Hi, Peter, in my former patches, I was trying to unpack the uid and gid from ptlrpc request to avoid change the protocol. When I look into the bugs that Mahmoud Hanafi mentioned, I noticed that, ptlrpc_request::rq_pill is initialized in ptlrpc_service_ops::so_hpreq_handler. However not every request use so_hpreq_handler.

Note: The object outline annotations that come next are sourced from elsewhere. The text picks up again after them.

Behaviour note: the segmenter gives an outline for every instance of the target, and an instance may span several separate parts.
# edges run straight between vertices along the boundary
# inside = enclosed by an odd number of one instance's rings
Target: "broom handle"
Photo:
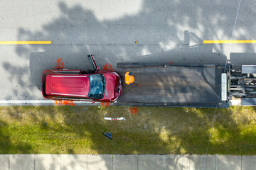
[[[114,124],[113,127],[111,128],[111,130],[110,130],[110,132],[111,132],[111,131],[114,129],[114,128],[115,125],[117,125],[117,123],[118,120],[119,120],[119,118],[117,118],[117,120],[116,120],[116,122],[114,123]]]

mdt/mdt_mds.c: .so_hpreq_handler = ptlrpc_hpreq_handler,
mdt/mdt_mds.c: .so_hpreq_handler = NULL,
mdt/mdt_mds.c: .so_hpreq_handler = NULL,
mdt/mdt_mds.c: .so_hpreq_handler = NULL,
mdt/mdt_mds.c: .so_hpreq_handler = NULL,
mdt/mdt_mds.c: .so_hpreq_handler = NULL,
ost/ost_handler.c: .so_hpreq_handler = ptlrpc_hpreq_handler,
ost/ost_handler.c: .so_hpreq_handler = tgt_hpreq_handler,
ost/ost_handler.c: .so_hpreq_handler = NULL,
ost/ost_handler.c: .so_hpreq_handler = NULL,
That means, not every ptlrpc_request:rq_pill has been initialized before it is used in nrs_tbf.c. When the rq_pill is not initialized, using req_capsule_client_get() will trigger a LBUG. Ptlrpc requests from client to MDS, belongs to this case, So it caused a LBUG.
I think adding the uid and gid to ptlrpc protocol can easily address this issue and it is a better way to keep the logic simpler and easier to understand. Although it will introduce some duplication field in the ptlrpc request, and break the protocol, I think it is worth doing so.
. Our idea is as follows:
1. Add uid and gid to struct ptlrpc_body_v3 similar as jobid.
2. Combine the process logic of uid, gid, jobid together.
3. Handle uid and gid in nrs_tbf similar as jobid.
I uploaded the patch at https://review.whamcloud.com/#/c/27608/. And it need further improvement in coding to better merge the codes of jobid and uid/gid.
Hi, Andreas. I analyzed the ptlrpc codes and its processing logic on server side(both mdt and ost) these days. Initializing rq_pill in requests is a feasible solution, although doing this is tiring. I have done the related codes without breaking the original ptlrpc handling logic, and I have uploaded the patch.
In TBF, I think, we do not need limit every request. Only limiting the requests that have great influence on performance is enough (such as read, write, getattr, setattr etc). For others, (such connect, statfs, quotactl, ping), we might just let them go. Besides, if we need to control every request from client, I think, modifying the request protocol is inevitable and is also favorable in the long run.